Solinger Bergische Morgenpost/Remscheid
Die Grünen blinken nach links
Die Grünen sind nach Umfragen die zweitstärkste politische Kraft in Deutschland und stellen mit Winfried Kretschmann im wirtschaftlich erfolgreichen Baden-Württemberg seit zehn Jahren einen Ministerpräsidenten, der seine Partei zuletzt über 32 Prozent führte. Es lohnt sich also, das Wahlprogramm sorgfältig zu lesen und zu bewerten.
Strategisch haben die Grünen eine richtige Entscheidung getroffen. Da die Corona-Pandemie im Sommer an Dringlichkeit verlieren dürfte, könnte der Klimaschutz wieder an erster Stelle stehen. Dort gelten die Grünen bei den Wählern als kompetent. Auch wenn das 1,5-Grad-Ziel als sehr ehrgeizig und einschneidend gilt, so dürfte der Ökopartei der Beifall gewiss sein. Die Grünen wollen dieses Ziel mit einer Mischung aus marktwirtschaftlichen (höherer CO2-Preis) und ordnungsrechtlichen Maßnahmen (Verbot des Verbrennungsmotors) erreichen. Das könnte für die Wirtschaft zum Belastungstest werden.

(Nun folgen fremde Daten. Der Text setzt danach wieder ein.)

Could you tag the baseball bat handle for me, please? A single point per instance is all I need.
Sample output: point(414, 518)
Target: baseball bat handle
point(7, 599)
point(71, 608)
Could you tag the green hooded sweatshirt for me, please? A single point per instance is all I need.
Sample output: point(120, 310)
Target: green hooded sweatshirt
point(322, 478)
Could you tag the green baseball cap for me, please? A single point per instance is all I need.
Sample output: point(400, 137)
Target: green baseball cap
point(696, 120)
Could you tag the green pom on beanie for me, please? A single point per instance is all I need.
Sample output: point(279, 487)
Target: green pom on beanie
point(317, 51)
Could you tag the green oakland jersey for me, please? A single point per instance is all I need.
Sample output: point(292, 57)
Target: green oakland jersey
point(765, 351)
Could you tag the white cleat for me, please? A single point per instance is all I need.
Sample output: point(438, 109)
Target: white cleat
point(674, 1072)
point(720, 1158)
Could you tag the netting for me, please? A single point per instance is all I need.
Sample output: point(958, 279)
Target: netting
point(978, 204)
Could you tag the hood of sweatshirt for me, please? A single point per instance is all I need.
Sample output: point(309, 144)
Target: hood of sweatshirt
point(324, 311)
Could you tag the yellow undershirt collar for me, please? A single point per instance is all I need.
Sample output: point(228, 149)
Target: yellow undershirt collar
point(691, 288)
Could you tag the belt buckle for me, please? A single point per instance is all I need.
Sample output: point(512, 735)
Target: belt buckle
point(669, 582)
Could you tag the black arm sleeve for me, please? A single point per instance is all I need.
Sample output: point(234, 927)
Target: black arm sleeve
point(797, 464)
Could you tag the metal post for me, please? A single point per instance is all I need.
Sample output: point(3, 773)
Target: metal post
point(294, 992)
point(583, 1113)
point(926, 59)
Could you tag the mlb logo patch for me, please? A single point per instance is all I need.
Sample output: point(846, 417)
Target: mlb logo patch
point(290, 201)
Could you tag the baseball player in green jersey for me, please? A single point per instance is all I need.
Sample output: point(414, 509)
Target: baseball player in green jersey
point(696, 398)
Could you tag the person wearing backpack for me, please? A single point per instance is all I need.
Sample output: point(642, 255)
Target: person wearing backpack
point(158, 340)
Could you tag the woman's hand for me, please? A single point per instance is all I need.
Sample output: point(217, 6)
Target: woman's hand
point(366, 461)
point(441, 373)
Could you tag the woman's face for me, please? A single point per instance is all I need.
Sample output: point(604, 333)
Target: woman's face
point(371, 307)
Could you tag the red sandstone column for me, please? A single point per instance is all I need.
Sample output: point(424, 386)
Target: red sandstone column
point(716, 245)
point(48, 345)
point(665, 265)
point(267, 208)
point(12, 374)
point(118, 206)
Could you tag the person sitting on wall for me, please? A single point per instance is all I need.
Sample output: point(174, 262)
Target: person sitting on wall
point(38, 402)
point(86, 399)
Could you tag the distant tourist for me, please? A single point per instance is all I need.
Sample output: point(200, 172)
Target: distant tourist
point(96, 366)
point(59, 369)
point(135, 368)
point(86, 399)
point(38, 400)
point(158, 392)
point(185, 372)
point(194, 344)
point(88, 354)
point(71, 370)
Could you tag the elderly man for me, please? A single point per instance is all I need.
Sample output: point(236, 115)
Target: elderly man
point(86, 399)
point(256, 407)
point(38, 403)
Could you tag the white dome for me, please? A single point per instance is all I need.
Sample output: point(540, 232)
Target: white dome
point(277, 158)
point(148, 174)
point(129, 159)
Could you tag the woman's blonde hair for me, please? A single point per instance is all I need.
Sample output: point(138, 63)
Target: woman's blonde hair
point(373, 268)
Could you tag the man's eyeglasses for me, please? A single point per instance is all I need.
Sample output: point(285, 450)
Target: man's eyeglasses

Auch die Einführung der Vermögensteuer, eines Mietendeckels und die deutliche Anhebung des Mindestlohns signalisieren ein Bündnisangebot an RotRot-Grün, sind aber nicht gerade wirtschaftsfreundlich. Hier laufen die Grünen die Gefahr, die ihnen bei der Landtagswahl in Baden-Württemberg neu zugeschriebene Kompetenz in Wirtschaftsfragen wieder einzubüßen. Die faktische Abschaffung der privaten Krankenversicherung dürfte Ersparnisse in großem Umfang vernichten.
Ihren Wählern streuen die Grünen überdies Sand in die Augen. Sie wollen jedes Jahr 50 Milliarden Euro in Ökologie, Digitalisierung und die Verkehrswende investieren. Die hemmende Schuldenbremse können sie nur über eine Zwei-Drittel-Mehrheit kippen. Das ist wohl erfolglos und nur etwas für das Schaufenster.